Rain? Yes, rain on the night before Cranberry Day. It was no wonder several calls came to see if the great day was to be put off.

“When I was a boy,” said Napoleon B. Madison, acting cranberry agent in Leonard F. Vanderhoop’s stead, “the first Tuesday of October was always Cranberry Day and there was no postponement for anything. The men got there before daylight and began picking as soon as they could see. If some of the berries were not ripe it made no difference, the green ones had to be separated from the rest and put on a floor in an unused room to ripen. Some of the women and children were left till later, till the bogs were drier, often getting there about 9 o’clock. But there was no deferring the day.”

There were sixteen cars and one oxcart, the last named carrying the family of Granville S. Belain. Two of the cars came from Vineyard Haven, bearing Gay Headers. In all there were about sixty people scattered about the bogs.

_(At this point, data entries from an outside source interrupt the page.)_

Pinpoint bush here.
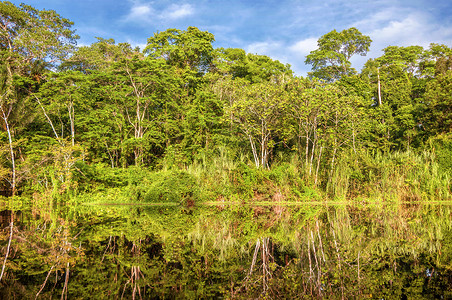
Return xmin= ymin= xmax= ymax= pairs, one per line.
xmin=144 ymin=171 xmax=199 ymax=205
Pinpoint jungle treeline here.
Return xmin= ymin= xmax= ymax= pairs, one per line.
xmin=0 ymin=1 xmax=452 ymax=204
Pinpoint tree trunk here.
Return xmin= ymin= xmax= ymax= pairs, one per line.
xmin=377 ymin=68 xmax=381 ymax=106
xmin=1 ymin=107 xmax=16 ymax=196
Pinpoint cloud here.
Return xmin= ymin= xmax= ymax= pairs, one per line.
xmin=124 ymin=3 xmax=155 ymax=22
xmin=123 ymin=2 xmax=195 ymax=24
xmin=289 ymin=38 xmax=318 ymax=56
xmin=162 ymin=4 xmax=194 ymax=20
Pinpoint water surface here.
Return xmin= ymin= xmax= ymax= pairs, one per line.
xmin=0 ymin=202 xmax=452 ymax=299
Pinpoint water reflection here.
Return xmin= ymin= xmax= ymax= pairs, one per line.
xmin=0 ymin=203 xmax=452 ymax=299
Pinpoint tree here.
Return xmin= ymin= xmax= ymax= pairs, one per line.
xmin=305 ymin=27 xmax=372 ymax=81
xmin=0 ymin=2 xmax=78 ymax=194
xmin=144 ymin=26 xmax=215 ymax=75
xmin=217 ymin=77 xmax=283 ymax=168
xmin=214 ymin=48 xmax=292 ymax=83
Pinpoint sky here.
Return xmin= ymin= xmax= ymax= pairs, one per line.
xmin=10 ymin=0 xmax=452 ymax=76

As the Vineyard gets squared away for the winter season, one of the things which comes along is the matter of community concerts. For two winters now, the Island has been the gainer by a concert series at the Vineyard Haven school gym, with first rate artists and programs. To judge from the large audiences, the music has meant a good deal here, and the demand for concerts of the kind is widespread and continuing.

Everyone profits by radio and phonograph music — we should hate to lose this source of so much of the world’s great music, performed by the greatest artists — but there is still a craving and a need for a music clothed in humanity. The presence of the artist is an element to be cherished.

There are so many special weeks and days — from Fire Prevention Week to Sweetest Day — that they go by without much notice. One of these, evidently a newcomer on the list, was Oil Progress Day, which was announced by the petroleum industry to celebrate its own pioneering spirit and development. The day was Oct. 14, and on it, if anybody had been paying attention, official flags might have been displayed at half staff on the Vineyard.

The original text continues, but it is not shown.